Limitations & Future Work

  1. Limited to Low-Dimensional Experiments: Experiments were only conducted on \(\mathbb{T}^2\) and \(\mathbb{S}^2\); the actual performance in high-dimensional scenarios remains unknown.
  2. Difficulty in Verifying the \(L^2\)-mixing Summability Condition: The technical conditions required for universality are harder to satisfy in high dimensions, necessitating further theoretical development.
  3. Theoretical Lower Bounds on the Number of Transformations: Sufficiency is only proved for two generators in affine tori and isometric sphere families; the minimum number of transformations in the general case remains unknown.

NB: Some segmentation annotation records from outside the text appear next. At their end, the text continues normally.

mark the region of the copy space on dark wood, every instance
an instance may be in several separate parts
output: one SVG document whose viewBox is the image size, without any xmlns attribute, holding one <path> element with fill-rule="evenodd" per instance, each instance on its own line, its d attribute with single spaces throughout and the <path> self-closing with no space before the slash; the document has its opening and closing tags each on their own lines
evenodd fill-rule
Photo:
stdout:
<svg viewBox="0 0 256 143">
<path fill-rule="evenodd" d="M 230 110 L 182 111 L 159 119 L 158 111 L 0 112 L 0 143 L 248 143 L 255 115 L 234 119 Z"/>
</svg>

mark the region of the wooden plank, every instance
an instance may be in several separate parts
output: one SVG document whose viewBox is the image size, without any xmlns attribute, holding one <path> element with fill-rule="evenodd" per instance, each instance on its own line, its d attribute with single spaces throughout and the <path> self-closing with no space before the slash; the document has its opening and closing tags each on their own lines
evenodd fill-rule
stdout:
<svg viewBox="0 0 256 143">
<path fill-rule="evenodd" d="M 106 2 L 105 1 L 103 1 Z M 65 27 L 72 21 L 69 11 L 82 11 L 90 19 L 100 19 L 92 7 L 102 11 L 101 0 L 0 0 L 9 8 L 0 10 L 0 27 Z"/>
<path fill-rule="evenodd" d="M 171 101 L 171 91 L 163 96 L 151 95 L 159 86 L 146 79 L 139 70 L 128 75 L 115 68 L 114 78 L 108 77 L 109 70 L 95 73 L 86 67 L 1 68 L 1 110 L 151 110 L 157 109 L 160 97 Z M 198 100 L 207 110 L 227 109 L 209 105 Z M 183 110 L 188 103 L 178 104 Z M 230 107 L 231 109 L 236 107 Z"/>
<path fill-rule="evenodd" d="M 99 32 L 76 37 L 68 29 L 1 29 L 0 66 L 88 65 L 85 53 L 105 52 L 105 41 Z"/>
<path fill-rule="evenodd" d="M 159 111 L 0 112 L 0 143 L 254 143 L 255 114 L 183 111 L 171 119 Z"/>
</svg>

  4. Insufficient Hyperparameter Tuning: The authors acknowledge that the highly modular nature of EGF was not fully exploited, as complex transformations, replay buffers, or advanced architectures were not attempted.
  5. Lack of Direct Comparison with Diffusion Models: As a generative model, it was not compared against mainstream methods like DDPM on standard image generation benchmarks.

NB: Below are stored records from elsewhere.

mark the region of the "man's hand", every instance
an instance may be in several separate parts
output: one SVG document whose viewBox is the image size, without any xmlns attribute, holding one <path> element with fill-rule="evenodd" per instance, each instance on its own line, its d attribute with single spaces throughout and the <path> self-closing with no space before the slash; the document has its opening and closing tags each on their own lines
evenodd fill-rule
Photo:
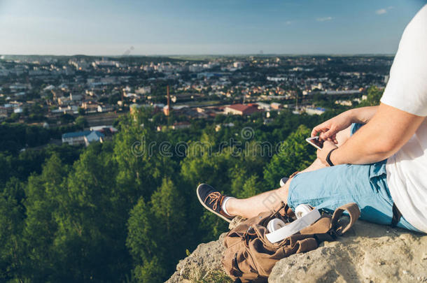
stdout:
<svg viewBox="0 0 427 283">
<path fill-rule="evenodd" d="M 337 133 L 346 129 L 352 123 L 349 111 L 346 111 L 316 126 L 312 131 L 312 137 L 320 133 L 319 138 L 322 140 L 330 140 L 338 143 Z M 324 147 L 323 147 L 324 148 Z"/>
<path fill-rule="evenodd" d="M 344 112 L 332 119 L 316 126 L 312 131 L 312 136 L 320 133 L 319 138 L 323 140 L 330 140 L 338 143 L 337 133 L 346 129 L 351 123 L 366 124 L 375 115 L 378 106 L 362 107 Z"/>
<path fill-rule="evenodd" d="M 337 145 L 330 140 L 326 140 L 323 143 L 323 147 L 321 150 L 317 150 L 317 158 L 326 166 L 329 166 L 328 161 L 326 161 L 326 157 L 329 152 L 334 148 L 337 148 Z M 336 165 L 336 164 L 334 164 Z"/>
</svg>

  6. Background Noise Issues: The KL-weakFM loss tends to make \(\hat{f}_\text{term}\) positive everywhere in the space, leading to outliers that require additional threshold filtering.
  • GFlowNet Theory (Bengio et al., 2021; 2023): EGF advances GFNs in continuous, non-acyclic settings.

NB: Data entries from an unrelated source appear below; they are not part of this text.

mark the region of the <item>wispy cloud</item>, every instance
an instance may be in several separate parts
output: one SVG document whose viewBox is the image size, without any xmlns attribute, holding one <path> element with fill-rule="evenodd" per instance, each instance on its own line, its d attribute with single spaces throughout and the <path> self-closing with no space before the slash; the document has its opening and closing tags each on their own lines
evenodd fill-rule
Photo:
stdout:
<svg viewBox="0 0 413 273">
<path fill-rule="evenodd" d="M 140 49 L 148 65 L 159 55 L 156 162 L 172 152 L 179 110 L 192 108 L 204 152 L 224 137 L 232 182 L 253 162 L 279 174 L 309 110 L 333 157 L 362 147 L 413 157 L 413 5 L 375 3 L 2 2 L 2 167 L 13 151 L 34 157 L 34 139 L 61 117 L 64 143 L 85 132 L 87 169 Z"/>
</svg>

  • Moser Flow (Rozen et al., 2021): The main baseline for IL; EGF significantly outperforms it with a small parameter footprint.
  • Non-acyclic GFN Theory (Brunswic et al., 2024): A prior work by the first author of this paper; EGF validates its prediction regarding the instability of divergence-based losses.
  • CINF (Caterini et al., 2021): A similar approach which aggregates multiple NFs via expectation.
  • Ergodic Theory (Walters, 2000; Bourgain & Gamburd, 2012): Provides the mathematical foundation for EGF's universality.

Rating

  • Novelty: ⭐⭐⭐⭐⭐ — Integrating ergodic theory into generative flows is highly original.
  • Experimental Thoroughness: ⭐⭐⭐ — Limited to low-dimensional experiments, lacking high-dimensional and mainstream benchmarks.
  • Writing Quality: ⭐⭐⭐⭐ — Theoretically rigorous and well-structured, though academically dense.
  • Value: ⭐⭐⭐⭐ — The theoretical contribution is significant, though practical utility in high dimensions remains to be validated.